I thought about titling this post "Our Biggest Mistake," but a good friend lately told me I need to quit apologizing for myself at every turn. Also, the hyperbole wasn't necessary. Yes, this was a mistake, but we're fixing it. And that's all that matters, right? So here it goes.
We sent the boys to school way too soon.
We had been home four months, and it felt natural to send them back in the fall. I could return to work at the start of the new school year, and they could join their classes on the fresh first day of school.
School was initially very rough on LD. The end of each day promised tantrums and rages and behaviors that we hadn't seen in him since the first weeks home. LD has since recovered beautifully, and socially and academically he has made great gains. BD, on the other hand, seemed to thrive at first. Everyone raved about his great intelligence, and he came home thrilled with his new learning experiences. He was also the same boy who loaded his backpack on the second day in our family and asked, "Tomorrow student?"
For a lot of reasons, the school situation has worsened for BD. He has some definite sensory processing issues, and his emotional age is much younger than his academic age. I've had some pretty major concerns about how school has been impacting his feelings of self-worth and confidence. And then this week another good friend suggested that I listen to this conversation with Bryan Post. Please, if you're an adoptive parent making decisions about the educational prospects of your children, please take 32 minutes the listen to what he has to say.
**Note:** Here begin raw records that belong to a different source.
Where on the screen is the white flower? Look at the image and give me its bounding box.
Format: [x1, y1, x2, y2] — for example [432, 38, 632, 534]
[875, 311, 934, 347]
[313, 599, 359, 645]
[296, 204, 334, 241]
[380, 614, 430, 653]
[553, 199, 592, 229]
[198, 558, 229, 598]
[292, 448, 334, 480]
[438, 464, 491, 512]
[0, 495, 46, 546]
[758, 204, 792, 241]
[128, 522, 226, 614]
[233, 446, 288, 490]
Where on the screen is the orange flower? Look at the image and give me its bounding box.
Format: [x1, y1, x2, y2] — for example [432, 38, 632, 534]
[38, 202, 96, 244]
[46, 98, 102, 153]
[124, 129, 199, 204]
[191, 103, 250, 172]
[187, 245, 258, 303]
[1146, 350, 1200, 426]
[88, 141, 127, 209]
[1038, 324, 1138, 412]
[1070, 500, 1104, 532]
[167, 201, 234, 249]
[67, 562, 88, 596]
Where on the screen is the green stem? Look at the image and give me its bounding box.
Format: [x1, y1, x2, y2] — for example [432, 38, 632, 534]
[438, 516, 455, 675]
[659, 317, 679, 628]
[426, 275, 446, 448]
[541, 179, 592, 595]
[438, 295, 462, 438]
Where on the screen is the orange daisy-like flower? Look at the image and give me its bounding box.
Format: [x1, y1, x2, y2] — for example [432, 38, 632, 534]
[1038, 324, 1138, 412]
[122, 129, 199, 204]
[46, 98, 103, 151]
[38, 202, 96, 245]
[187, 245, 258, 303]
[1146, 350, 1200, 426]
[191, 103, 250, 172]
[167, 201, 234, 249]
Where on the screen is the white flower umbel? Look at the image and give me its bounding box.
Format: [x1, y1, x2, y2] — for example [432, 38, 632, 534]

This winter I read The Whole Brain Child, and Bryan Post's thoughts here resonate with that same research. Because of BD's background, I fully believe his left brain (logical/rational) has compensated for his right brain (emotional) from a very young age. He hasn't learn to trust, to understand his self-worth, to self-regulate. He's incredibly intelligent, and his memory (perhaps photographic?) astounds me every day. His emotional intelligence, though? Let's just say he has a ways to go. From misreading social cues to misinterpreting facial expressions, the noisy, rambunctious environment of a typical elementary school has provided many challenges for him.
Today when I went to pick him up early, I watched the teachers and students that we encountered in the halls. They didn't look at him the way I see him. They looked at him with fear, distrust, maybe anger. Many of them looked at him the way he sees himself, as a "bad boy." They don't know the BD that I know. The boy who tells delightful jokes and giggles uncontrollably when the bottom of his right foot is tickled. The boy who placed paper jets into four categories this afternoon: flies far, fancy, floats, and flips. (His English teacher mother loved the alliteration.) The boy who has suffered and survived. The boy they will never get to know if something doesn't change.
I'm a public educator, and right now I'm thinking about pulling BD from his second grade classroom for the remainder of the school year. Yes, I'm off from work to take care of myself, too, but I made a commitment to be a mother to my boys. That means I am sometimes a mother who yells, a mother who makes mistakes, a mother who occasionally cries in the shower. I am also a mother who fights for her children.
Right now BD needs someone in his corner. He needs to learn how beautiful and smart and capable he is. I don't think he's learning that at school, but I think I could try to teach it to him here at home. Because I see it. When no one else does, I see it.